Durun tekrar edeyim, Ankara Devlet Tiyatrosu'nda, bir oyuncu, oyun esnasında, oyunu keserek seyirciden birine laf atıyor!!! Hem de ne için? (Sessiz ve gayet sıradan bir şekilde) sakız çiğnediği için! Allah aşkına dünyanın neresinde görülmüş böyle bir şey! Hangi profesyonel sahnede, profesyonel bir oyuncu seyirciden birinin ufacık bir ağız hareketinden dolayı oyunu kesip o kişiye ne yaptığını sorabilir?! Adama "sana ne kardeşim!" denmez mi?! Bütün seyirci tiyatro izlemek için bilet alıp oraya gelmişken, sen nasıl onları yok sayıp tiyatroyu bölersin?! Ve nasıl olur da böldüğün bir tiyatro oyununda, bütün seyircinin önünde, bir insana böyle saçma bir sebeple çıkışma hakkını kendinde bulabilirsin?!
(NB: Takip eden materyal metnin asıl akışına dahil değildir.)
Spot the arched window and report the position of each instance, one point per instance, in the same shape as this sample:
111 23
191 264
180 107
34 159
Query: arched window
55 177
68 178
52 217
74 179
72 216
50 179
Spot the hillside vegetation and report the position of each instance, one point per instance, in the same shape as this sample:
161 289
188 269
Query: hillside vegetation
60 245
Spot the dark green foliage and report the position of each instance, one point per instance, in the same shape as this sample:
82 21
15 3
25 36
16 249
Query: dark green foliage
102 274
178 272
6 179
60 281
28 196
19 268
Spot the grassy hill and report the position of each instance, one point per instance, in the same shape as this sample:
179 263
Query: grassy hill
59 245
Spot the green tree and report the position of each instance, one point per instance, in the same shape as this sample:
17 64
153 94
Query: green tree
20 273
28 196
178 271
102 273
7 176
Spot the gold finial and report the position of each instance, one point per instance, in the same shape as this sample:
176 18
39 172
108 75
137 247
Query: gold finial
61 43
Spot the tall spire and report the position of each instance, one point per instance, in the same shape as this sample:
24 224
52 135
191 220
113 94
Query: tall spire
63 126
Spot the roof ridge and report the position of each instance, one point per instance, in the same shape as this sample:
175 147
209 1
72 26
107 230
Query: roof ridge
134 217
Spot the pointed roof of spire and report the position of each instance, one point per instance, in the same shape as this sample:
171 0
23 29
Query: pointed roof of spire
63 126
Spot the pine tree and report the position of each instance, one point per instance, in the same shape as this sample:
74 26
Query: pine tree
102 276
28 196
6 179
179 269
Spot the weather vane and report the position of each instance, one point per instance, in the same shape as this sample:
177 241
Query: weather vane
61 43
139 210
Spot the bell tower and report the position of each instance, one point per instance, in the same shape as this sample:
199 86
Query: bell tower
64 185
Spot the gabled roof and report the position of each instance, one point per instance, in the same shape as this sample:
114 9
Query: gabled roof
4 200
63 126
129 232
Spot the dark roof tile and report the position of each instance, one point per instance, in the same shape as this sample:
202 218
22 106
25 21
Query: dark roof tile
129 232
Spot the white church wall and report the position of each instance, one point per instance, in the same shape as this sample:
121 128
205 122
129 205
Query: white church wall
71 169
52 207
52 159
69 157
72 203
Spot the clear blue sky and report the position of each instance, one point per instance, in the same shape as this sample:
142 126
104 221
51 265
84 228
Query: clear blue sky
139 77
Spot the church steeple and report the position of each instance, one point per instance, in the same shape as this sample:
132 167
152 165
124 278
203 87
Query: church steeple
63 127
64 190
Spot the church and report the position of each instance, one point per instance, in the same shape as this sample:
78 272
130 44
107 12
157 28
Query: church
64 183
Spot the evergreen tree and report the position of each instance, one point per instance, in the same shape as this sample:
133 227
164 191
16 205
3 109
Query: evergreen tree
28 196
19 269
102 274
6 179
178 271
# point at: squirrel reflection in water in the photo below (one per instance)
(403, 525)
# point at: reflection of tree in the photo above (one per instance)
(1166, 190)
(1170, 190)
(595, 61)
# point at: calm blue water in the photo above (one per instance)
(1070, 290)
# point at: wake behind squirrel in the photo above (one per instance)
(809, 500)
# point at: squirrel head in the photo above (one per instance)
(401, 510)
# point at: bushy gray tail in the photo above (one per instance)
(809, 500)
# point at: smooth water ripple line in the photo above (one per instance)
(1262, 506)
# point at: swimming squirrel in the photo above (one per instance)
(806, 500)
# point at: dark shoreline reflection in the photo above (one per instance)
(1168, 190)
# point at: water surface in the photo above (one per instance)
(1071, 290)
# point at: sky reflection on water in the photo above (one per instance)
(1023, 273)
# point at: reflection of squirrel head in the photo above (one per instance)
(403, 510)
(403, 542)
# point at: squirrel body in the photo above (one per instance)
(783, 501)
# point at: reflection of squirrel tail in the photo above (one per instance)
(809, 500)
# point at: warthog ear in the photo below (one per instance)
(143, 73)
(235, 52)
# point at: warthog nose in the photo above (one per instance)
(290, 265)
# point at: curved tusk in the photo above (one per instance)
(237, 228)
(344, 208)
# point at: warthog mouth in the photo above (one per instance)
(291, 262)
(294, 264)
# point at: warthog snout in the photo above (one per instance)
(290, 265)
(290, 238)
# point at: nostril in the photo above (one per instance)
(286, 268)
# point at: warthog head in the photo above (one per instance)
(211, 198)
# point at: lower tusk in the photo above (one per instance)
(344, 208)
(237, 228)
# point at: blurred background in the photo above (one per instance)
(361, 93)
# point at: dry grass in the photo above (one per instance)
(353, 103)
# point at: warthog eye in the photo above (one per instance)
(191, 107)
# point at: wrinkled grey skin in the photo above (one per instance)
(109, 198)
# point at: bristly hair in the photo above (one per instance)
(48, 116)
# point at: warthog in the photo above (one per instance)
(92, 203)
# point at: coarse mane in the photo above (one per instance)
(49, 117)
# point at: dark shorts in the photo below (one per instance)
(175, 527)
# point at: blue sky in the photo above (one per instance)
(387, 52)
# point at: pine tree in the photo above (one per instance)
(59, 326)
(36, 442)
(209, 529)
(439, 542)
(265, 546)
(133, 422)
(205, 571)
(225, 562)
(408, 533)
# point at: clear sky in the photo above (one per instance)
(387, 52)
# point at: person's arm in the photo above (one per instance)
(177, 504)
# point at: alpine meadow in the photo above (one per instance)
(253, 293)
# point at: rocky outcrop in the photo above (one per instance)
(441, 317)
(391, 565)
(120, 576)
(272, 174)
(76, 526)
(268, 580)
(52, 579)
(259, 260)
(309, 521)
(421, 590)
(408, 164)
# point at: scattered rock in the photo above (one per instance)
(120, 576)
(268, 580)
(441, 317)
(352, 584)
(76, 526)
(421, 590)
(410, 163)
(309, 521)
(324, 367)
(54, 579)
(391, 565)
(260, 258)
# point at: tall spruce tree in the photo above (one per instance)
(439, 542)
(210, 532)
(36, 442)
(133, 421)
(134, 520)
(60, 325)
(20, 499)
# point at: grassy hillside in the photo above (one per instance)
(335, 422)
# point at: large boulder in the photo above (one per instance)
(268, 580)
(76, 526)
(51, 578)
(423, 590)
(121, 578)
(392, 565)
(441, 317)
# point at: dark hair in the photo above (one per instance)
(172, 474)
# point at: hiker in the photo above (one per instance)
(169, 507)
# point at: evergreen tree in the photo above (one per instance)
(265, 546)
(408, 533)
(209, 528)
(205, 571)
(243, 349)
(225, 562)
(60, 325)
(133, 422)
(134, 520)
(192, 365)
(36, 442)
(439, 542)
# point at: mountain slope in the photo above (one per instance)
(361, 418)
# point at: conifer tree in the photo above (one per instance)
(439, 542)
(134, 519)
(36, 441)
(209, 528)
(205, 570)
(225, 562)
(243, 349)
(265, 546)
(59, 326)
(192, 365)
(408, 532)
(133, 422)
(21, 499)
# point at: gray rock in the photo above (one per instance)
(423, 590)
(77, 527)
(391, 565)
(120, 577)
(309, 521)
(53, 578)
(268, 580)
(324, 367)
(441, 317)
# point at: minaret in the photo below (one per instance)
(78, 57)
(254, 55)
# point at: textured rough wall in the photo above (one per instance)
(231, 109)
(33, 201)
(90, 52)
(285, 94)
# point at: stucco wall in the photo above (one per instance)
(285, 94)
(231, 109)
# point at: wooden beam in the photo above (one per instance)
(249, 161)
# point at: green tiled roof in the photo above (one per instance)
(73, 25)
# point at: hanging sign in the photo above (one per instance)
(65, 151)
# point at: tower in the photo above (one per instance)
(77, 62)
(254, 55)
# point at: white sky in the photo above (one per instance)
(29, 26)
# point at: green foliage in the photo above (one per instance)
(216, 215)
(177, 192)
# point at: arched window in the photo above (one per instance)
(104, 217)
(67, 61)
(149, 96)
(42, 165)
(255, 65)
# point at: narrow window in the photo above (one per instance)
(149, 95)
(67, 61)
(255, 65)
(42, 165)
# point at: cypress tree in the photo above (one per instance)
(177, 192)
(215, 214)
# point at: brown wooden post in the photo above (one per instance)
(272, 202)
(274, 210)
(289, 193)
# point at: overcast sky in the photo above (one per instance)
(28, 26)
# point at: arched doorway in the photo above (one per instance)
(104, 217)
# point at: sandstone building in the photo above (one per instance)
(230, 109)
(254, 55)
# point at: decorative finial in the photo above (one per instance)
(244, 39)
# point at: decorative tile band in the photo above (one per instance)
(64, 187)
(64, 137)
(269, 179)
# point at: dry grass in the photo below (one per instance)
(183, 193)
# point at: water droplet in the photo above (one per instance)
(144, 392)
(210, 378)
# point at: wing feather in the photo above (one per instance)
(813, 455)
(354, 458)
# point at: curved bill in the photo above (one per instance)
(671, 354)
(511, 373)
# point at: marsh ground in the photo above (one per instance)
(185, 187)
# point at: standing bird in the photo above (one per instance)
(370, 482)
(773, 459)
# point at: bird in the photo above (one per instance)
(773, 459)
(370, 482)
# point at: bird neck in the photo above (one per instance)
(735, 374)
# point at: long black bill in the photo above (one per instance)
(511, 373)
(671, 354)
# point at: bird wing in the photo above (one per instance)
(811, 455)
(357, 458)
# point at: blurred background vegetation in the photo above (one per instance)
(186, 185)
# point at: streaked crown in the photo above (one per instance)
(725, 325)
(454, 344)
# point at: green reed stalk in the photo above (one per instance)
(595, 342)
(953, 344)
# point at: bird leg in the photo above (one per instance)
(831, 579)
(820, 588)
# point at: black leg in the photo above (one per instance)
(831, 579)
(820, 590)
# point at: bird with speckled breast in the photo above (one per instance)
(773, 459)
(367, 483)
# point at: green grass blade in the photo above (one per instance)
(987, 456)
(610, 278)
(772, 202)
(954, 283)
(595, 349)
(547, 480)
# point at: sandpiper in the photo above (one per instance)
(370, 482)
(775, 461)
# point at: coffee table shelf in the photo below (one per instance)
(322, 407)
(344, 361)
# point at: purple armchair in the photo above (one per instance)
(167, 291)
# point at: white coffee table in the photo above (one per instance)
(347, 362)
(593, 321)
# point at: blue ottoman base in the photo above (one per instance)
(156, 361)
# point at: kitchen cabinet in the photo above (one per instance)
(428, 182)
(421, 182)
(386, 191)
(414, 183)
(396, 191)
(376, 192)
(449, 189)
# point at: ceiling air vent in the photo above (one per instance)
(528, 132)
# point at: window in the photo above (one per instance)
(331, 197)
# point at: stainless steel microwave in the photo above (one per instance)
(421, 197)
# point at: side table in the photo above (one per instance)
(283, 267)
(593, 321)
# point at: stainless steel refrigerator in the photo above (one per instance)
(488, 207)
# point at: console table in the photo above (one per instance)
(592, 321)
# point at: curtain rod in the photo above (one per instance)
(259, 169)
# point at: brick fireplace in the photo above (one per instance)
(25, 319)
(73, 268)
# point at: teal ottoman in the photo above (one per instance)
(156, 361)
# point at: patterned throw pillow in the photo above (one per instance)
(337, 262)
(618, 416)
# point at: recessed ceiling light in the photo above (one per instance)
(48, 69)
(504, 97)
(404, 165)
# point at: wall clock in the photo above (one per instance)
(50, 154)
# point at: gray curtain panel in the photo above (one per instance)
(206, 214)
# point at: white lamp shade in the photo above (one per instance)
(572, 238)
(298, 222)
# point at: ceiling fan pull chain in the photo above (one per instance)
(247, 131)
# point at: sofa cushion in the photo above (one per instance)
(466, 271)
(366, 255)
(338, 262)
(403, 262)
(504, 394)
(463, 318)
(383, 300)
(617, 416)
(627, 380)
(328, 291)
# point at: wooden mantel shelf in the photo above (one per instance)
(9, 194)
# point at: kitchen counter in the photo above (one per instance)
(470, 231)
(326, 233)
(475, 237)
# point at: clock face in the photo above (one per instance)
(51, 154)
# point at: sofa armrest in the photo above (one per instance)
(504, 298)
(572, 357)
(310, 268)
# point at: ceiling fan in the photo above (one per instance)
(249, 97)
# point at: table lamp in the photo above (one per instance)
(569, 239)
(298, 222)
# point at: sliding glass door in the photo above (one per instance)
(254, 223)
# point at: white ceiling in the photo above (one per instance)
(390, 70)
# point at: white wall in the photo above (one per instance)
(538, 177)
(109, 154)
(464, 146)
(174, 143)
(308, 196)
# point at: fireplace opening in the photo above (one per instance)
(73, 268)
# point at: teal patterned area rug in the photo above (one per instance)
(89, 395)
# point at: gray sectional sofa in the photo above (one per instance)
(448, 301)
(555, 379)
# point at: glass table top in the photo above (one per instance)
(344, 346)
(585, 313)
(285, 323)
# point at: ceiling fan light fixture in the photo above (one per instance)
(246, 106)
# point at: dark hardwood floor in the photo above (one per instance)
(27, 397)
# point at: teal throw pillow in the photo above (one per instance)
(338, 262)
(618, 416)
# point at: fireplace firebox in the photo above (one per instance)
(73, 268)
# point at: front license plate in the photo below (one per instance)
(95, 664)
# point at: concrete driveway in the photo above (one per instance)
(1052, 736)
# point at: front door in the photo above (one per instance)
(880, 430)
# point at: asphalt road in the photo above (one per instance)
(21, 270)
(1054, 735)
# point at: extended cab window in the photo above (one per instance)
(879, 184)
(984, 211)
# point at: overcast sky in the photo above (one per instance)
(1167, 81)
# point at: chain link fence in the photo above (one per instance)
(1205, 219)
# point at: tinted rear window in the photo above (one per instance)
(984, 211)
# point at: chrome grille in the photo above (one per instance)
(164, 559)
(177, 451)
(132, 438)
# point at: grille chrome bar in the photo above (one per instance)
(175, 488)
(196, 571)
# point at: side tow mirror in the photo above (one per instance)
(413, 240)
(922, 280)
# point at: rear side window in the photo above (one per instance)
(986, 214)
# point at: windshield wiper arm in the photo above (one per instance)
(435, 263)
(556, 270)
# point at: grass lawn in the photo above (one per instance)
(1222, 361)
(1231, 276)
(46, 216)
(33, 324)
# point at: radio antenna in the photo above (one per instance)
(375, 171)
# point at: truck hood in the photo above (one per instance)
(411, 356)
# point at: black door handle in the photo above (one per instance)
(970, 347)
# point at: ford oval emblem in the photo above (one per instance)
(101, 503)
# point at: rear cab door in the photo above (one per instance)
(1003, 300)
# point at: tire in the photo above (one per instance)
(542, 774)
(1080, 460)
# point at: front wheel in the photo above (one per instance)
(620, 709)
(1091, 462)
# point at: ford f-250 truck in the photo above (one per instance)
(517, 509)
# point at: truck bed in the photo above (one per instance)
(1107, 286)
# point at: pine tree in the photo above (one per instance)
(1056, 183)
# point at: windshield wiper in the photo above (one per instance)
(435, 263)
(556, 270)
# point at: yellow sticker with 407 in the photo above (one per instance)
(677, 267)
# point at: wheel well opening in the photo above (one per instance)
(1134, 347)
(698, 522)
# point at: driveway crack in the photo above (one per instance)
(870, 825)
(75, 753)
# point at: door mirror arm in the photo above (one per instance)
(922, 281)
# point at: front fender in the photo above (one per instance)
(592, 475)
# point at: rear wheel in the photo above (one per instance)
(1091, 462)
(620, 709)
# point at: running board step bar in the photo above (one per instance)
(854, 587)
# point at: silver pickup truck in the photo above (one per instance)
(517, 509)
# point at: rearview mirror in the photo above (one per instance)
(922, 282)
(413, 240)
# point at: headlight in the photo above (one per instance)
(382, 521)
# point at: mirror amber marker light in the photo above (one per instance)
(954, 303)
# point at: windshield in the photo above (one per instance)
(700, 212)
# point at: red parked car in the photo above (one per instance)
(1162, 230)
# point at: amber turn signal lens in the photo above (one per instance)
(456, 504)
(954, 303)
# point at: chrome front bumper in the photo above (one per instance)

Bu nasıl bir şımarıklık, nasıl bir kabalık ve faşistlik, hatta nasıl bir cahillik, ve medeniyetten
nasibini almamışlık?! ( Ve kimse bana kalkıp da -bu çağda- tiyatroda normal bir şekilde sakız çiğnemenin oyuncuya saygısızlık olduğunu söylemesin! Biraz dünya görmelerini tavsiye ederim! ) Hem sanat camiamız değil miydi halkı tiyatroya, operaya çekememekten
yakınan? O akşam görülen oydu ki mesele aslında o sanatçıların halkı oralarda istemiyor oluşu! Bu halkın kadınlarının yarısından fazlasını oluşturan başörtülüleri tiyatroda görmeye tahammül edemeyen sanatçı herhalde sakallıyı, köylüyü, göbeğini kaşıyanı ve bidon kafalıyı da görmeye tahammül edemez. Yani bu ülkenin yüzde 80'ini, yani halkı, tiyatroda istemez...
Ben sanatı seven, önemseyen, ve sadece izleyici olmakla kalmayıp hobi olarak uygulamasında da olan biri olarak bana o terbiyesizliği yapan oyuncuya diyorum ki, sen istediğin kadar (bir tiyatro oyununu bölecek kadar) başörtülülerden nefret et, görmeye bile -hele de sanatsal bir faaliyette görmeye- tahammül etme; dünyanın gerçeklerini
değiştiremeyeceksin! Mesela ben sanatı sevmeye devam edeceğim, tiyatroya gitmeye devam edeceğim, ve bu sırada başörtülü olmaya da devam edeceğim! Bununla ilgili ne yapacaksın???? Önüne çıkan her başörtülüye bir şekilde laf atarak mı yaşayacaksın? Peki bunu yapınca o sebebi meçhul ve saçma nefretini kusup kendi egonu tatmin etmekten
başka bir şey geçecek mi eline? Peki sen böyle hoşgörüsüz ve kaba bir tavrı sanatın neresine sığdırıyorsun? Madem sen (önünde sakız çiğnenemeyecek kadar) yüce ve saygıdeğer bir sanatçısın, nasıl olur da insanların giyim tercihlerinden dolayı (asıl sebebin sakız olduğuna inanacak değilim!) onlara yüzlerce seyircinin önünde laf atıp onları
üzecek kadar hoşgörüsüz, kaba, sığ düşünceli ve çağın gerisinde kalmış olabilirsin?! Hani sanatçılar moderndi? Hani sanatçılar özgürlükçüydü? Hani sanatçılar duygusal ve insan-severdi? insanı seven biri bir insana böyle davranamaz! Ve bir sanatçı da böyle bir hareketi yapamaz!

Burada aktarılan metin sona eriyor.